Ag markets generally firmed Friday morning
Big soy losses seem to be weighing on corn futures. The soy complex dipped Thursday night, then declined farther this morning as traders tried continued reacting to news of big Chinese soy shipment cancellations. The prospect of persistently chilly, damp weather over the Corn Belt and delays to spring plantings seems to be providing support. May corn slipped 1.5 cents to $4.9975/bushel Friday morning, while December dipped 4.0 to $5.01.
Talk of Chinese cancellations sent soy values lower Friday morning. The markets were hit Thursday by news that Chinese buyers had recently cancelled 500,000 tonnes of U.S. and Brazilian purchases. The implied reduction in Chinese demand rather clearly depressed bean and product prices again this morning, despite early news of a big new-crop sale. May soybeans dove 18.0 cents to $14.6425/bushel in early Friday trading, while May soyoil fell 0.34 cents to 42.16 cents/pound, and May soymeal sank $6.2 to 473.3/ton.
Weather forecasts may be affecting the wheat markets. Although no one is calling for substantial rains over the southern Plains, a modest improvement in the moisture outlook seemed to weigh on the winter wheat markets early this morning, but prices subsequently firmed. Conversely, Minneapolis prices rose modestly, thereby seeming to reflect concerns about spring planting delays. May CBOT wheat futures moved up 3.0 cents to $6.6525/bushel around midsession Friday, while May KCBT wheat futures gained 2.0 cents to $7.245, while May MWE futures added 2.25 cents to $7.0325.
Talk of steady cash quotes boosted cattle futures Friday. Ongoing wholesale losses have seemingly presaged a drop in cash cattle prices this week, thereby depressing CME futures. However, Chicago prices have turned higher in response to growing talk that cash prices will remain steady this week. June cattle futures climbed 0.82 cents to 136.02 cents/pound in late Friday morning action, while December lifted 0.02 to 140.42. Meanwhile, May feeder cattle skidded 0.20 cents to 179.47 cents/pound, and August lost 0.20 to 181.72.
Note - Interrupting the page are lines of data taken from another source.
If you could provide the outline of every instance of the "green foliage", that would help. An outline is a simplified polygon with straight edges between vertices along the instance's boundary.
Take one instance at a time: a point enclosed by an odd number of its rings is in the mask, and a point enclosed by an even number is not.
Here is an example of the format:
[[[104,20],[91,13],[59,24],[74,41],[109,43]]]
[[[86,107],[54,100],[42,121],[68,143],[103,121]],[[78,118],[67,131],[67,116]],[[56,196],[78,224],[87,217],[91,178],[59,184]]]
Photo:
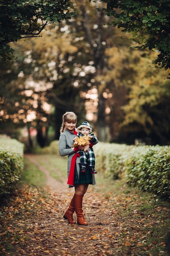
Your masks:
[[[15,139],[0,139],[0,195],[15,188],[23,168],[24,145]]]
[[[23,0],[0,3],[0,57],[9,65],[14,49],[8,44],[21,38],[39,36],[50,22],[75,16],[70,1]]]
[[[170,151],[168,146],[133,149],[126,163],[128,183],[165,198],[170,196]]]
[[[99,143],[94,146],[96,169],[113,179],[164,198],[170,197],[168,146],[128,146]]]
[[[112,24],[132,32],[132,40],[139,49],[153,49],[159,53],[156,65],[170,68],[170,2],[168,1],[103,0],[108,16],[113,16]]]

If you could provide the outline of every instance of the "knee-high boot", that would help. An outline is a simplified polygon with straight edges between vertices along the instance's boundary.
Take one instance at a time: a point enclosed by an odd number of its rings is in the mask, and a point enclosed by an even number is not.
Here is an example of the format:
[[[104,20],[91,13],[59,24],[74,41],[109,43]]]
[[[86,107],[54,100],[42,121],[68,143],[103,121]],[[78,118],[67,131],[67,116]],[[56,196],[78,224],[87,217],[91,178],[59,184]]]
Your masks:
[[[65,220],[67,220],[70,224],[75,224],[76,222],[73,218],[73,214],[75,211],[75,207],[74,206],[74,195],[70,202],[70,205],[68,209],[65,213],[63,218]]]
[[[75,211],[77,216],[77,224],[87,225],[88,224],[84,220],[82,209],[83,195],[74,194]]]

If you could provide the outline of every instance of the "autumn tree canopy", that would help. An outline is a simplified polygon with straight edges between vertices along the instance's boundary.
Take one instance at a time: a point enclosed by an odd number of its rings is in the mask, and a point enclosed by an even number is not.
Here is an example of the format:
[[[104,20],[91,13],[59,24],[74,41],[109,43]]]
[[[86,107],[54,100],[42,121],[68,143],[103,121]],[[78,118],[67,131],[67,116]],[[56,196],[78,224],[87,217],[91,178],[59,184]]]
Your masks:
[[[156,67],[170,68],[170,2],[162,0],[102,0],[105,10],[114,18],[114,26],[132,33],[139,49],[159,53],[153,63]]]
[[[10,63],[14,50],[9,43],[39,36],[49,23],[74,16],[71,7],[68,0],[1,0],[0,58]]]

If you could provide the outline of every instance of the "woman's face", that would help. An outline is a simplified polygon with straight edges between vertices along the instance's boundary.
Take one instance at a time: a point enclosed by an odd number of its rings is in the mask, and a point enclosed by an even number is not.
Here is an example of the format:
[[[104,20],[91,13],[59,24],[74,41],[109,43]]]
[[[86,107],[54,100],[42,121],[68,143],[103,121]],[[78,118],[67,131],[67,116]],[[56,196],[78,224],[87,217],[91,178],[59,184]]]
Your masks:
[[[65,122],[64,123],[66,128],[71,132],[73,132],[74,129],[75,129],[75,126],[76,125],[76,122],[73,121],[71,121],[70,122]]]

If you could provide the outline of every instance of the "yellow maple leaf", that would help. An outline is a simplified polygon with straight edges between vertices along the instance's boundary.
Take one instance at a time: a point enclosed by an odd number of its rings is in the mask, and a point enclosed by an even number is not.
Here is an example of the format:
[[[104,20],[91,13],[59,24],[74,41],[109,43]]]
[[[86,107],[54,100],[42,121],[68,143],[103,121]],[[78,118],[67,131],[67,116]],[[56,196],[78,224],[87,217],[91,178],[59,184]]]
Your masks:
[[[74,144],[73,145],[73,148],[78,146],[85,146],[90,144],[89,140],[91,139],[89,134],[85,135],[84,136],[80,136],[76,137]]]

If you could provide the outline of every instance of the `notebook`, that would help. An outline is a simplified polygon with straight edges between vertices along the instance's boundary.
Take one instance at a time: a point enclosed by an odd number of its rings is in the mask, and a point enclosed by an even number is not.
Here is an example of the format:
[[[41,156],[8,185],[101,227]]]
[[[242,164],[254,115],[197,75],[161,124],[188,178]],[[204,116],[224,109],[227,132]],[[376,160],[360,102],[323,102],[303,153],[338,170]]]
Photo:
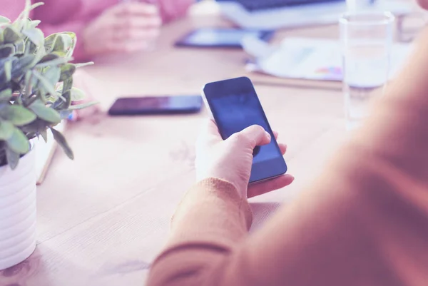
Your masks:
[[[63,133],[66,128],[66,121],[55,126],[55,129]],[[50,130],[48,130],[48,140],[45,142],[40,136],[33,140],[34,143],[34,151],[36,152],[36,172],[37,175],[37,185],[43,183],[48,172],[49,165],[56,150],[57,143],[54,139],[54,136]]]

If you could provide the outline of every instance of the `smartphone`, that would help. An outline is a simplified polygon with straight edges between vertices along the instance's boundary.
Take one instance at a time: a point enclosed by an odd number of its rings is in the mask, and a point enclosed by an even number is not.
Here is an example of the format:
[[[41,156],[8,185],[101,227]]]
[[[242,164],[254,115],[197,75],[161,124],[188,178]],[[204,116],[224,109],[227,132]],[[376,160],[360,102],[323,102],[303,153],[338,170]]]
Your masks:
[[[235,28],[201,28],[193,31],[175,43],[175,46],[198,48],[242,48],[244,37],[253,36],[269,41],[274,31]]]
[[[111,116],[183,114],[198,112],[203,106],[200,96],[124,97],[108,110]]]
[[[270,134],[270,143],[256,147],[253,152],[250,183],[287,172],[287,164],[250,78],[241,77],[207,83],[203,96],[223,140],[255,124]]]

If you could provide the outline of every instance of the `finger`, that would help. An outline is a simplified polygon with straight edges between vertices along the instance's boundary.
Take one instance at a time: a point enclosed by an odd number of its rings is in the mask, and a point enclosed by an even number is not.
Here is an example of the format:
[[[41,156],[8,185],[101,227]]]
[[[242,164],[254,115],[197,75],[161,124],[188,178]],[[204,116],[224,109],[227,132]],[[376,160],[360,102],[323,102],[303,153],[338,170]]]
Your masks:
[[[281,154],[285,154],[285,152],[287,152],[287,145],[278,143],[278,146],[280,147],[280,150],[281,150]]]
[[[268,144],[270,139],[270,135],[262,126],[253,125],[233,134],[228,140],[254,149],[255,146]]]
[[[159,10],[156,5],[143,2],[127,2],[116,5],[111,11],[116,16],[156,15]]]
[[[158,38],[158,29],[118,29],[113,35],[113,41],[148,41]]]
[[[247,195],[248,198],[253,198],[280,189],[291,184],[294,179],[292,175],[286,174],[265,182],[251,185],[248,187]]]

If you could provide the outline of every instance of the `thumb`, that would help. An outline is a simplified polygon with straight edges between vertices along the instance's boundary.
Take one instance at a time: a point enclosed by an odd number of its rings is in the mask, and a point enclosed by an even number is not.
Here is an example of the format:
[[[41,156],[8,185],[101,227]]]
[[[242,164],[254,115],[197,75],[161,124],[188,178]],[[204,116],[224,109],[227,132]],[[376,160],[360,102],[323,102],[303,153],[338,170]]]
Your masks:
[[[256,146],[261,146],[270,143],[270,134],[258,125],[247,127],[240,132],[233,134],[229,139],[235,140],[238,144],[244,145],[254,149]]]

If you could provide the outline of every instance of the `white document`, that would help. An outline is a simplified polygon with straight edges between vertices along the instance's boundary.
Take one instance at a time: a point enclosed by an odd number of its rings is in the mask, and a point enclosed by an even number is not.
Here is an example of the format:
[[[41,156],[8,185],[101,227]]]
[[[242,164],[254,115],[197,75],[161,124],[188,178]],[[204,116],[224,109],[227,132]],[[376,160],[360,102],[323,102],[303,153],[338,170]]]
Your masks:
[[[340,81],[342,52],[339,41],[287,38],[272,49],[255,38],[243,42],[244,49],[254,57],[247,65],[250,71],[259,71],[280,78]],[[389,75],[394,76],[411,52],[408,44],[394,44]],[[375,71],[374,71],[375,72]]]

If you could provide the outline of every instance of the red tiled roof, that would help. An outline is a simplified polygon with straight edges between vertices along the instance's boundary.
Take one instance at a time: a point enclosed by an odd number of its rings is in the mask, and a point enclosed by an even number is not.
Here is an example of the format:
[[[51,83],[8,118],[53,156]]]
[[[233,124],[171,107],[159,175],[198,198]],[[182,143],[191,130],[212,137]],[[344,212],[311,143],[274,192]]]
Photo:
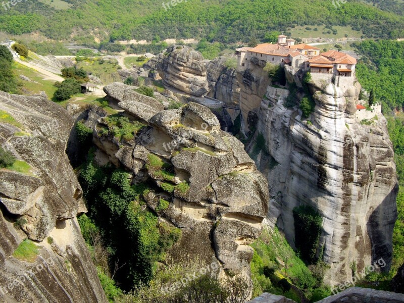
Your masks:
[[[289,55],[289,49],[287,46],[284,46],[276,44],[264,43],[258,44],[255,47],[248,47],[248,52],[264,54],[266,55],[274,55],[275,56],[282,56],[286,57]]]
[[[337,69],[337,70],[338,72],[350,72],[352,71],[351,70],[348,69],[347,68],[338,68]]]
[[[322,55],[319,55],[316,56],[315,57],[309,59],[309,63],[311,65],[313,64],[324,64],[326,65],[332,65],[332,62],[328,60],[327,57],[325,57]]]
[[[309,44],[305,44],[304,43],[294,45],[290,45],[290,48],[294,48],[295,49],[317,49],[320,50],[320,48],[318,48],[316,46],[312,46]]]
[[[331,58],[331,60],[335,63],[341,63],[342,64],[357,64],[357,60],[353,57],[344,53],[341,53],[333,49],[322,53],[321,55]]]

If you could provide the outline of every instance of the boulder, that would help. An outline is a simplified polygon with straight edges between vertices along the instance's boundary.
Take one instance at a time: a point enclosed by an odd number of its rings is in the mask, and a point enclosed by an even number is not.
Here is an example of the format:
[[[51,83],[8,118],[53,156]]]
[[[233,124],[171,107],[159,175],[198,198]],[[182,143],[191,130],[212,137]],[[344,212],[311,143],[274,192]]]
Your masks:
[[[133,102],[119,105],[135,112]],[[268,212],[266,179],[244,145],[221,130],[216,117],[203,105],[189,103],[147,121],[131,143],[134,146],[113,142],[99,132],[97,140],[103,143],[97,146],[119,159],[135,180],[156,184],[145,197],[147,206],[161,220],[182,229],[168,254],[173,261],[183,259],[186,251],[187,258],[221,264],[222,276],[249,277],[253,250],[248,245],[261,234]],[[106,147],[108,140],[115,149]],[[155,165],[165,163],[164,170],[153,166],[150,159]],[[173,189],[169,192],[164,189],[168,186]],[[161,197],[170,202],[163,211],[157,208]]]
[[[404,293],[404,264],[398,269],[397,274],[390,283],[393,291]]]
[[[200,53],[192,48],[173,45],[159,55],[157,69],[165,85],[200,96],[209,90],[207,63]]]
[[[0,145],[23,169],[0,169],[3,299],[106,303],[76,219],[86,209],[65,154],[74,120],[61,106],[40,96],[0,91],[0,110],[13,118],[11,124],[0,122]],[[52,245],[47,237],[53,239]],[[37,246],[37,257],[17,259],[13,253],[27,237]]]
[[[119,82],[114,82],[105,86],[104,90],[107,94],[107,97],[117,103],[121,102],[135,101],[147,105],[158,112],[164,109],[164,106],[157,100],[135,91],[133,90],[135,88],[134,86],[130,86]]]

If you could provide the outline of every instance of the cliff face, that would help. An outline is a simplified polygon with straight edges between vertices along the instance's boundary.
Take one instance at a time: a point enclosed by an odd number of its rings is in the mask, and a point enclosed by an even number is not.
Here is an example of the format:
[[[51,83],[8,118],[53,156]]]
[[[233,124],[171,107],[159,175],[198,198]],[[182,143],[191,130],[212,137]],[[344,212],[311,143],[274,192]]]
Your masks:
[[[86,209],[64,153],[73,120],[39,96],[0,92],[0,143],[18,160],[0,169],[0,295],[8,302],[106,301],[75,219]],[[37,256],[15,258],[27,237]]]
[[[317,254],[331,266],[325,282],[336,284],[383,258],[389,268],[396,219],[393,152],[381,113],[370,125],[356,118],[360,85],[346,88],[313,81],[316,102],[309,119],[283,107],[283,90],[269,87],[258,132],[269,157],[258,155],[271,196],[268,218],[293,245],[292,210],[301,204],[323,218]],[[286,92],[287,93],[287,92]]]
[[[120,89],[111,86],[106,91]],[[145,196],[147,206],[182,231],[169,255],[174,260],[198,256],[220,264],[221,275],[249,276],[248,244],[261,233],[269,196],[266,180],[243,144],[221,131],[216,116],[199,104],[146,118],[137,106],[140,98],[116,99],[127,116],[147,126],[133,141],[119,142],[105,131],[108,124],[102,118],[94,142],[135,180],[156,184]]]
[[[381,114],[370,125],[356,117],[360,84],[347,78],[336,86],[330,79],[315,79],[310,89],[316,106],[306,119],[297,107],[283,107],[288,91],[269,86],[260,62],[242,73],[220,59],[206,66],[209,95],[239,105],[242,132],[257,128],[256,138],[260,133],[265,139],[269,155],[257,153],[253,144],[247,151],[267,176],[272,225],[293,246],[293,209],[307,204],[319,212],[323,224],[317,254],[331,267],[326,283],[350,277],[352,262],[360,271],[383,258],[387,270],[396,218],[393,152]],[[288,80],[301,87],[302,73],[285,70]]]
Wholesale strength is seemingly supporting hog futures. Cash hog and pork quotes fell sharply Thursday afternoon, which weighed heavily upon CME futures in early CME trading. And yet, the midday pork quote indicated a modest morning rise, which, along with reports of modest cash slippage, probably encouraged buying in Chicago. June hog futures had declined just 0.30 cents to 120.85 cents/pound at lunchtime Friday, dawned over Chicago, while December sank 0.30 to 88.35.
Cotton futures may be feeling equity market weakness. The cotton market proved surprising firm Thursday night despite the bearish export sales report and negative technical developments. However, the slide resumed this morning, which may have reflected weakness spilling over from the equity markets. That may indicate poor apparel demand later this year. May cotton slumped 0.05 cents to 88.97 cents/pound just before noon (EDT) Friday, while December cotton edged up 0.19 to 81.03.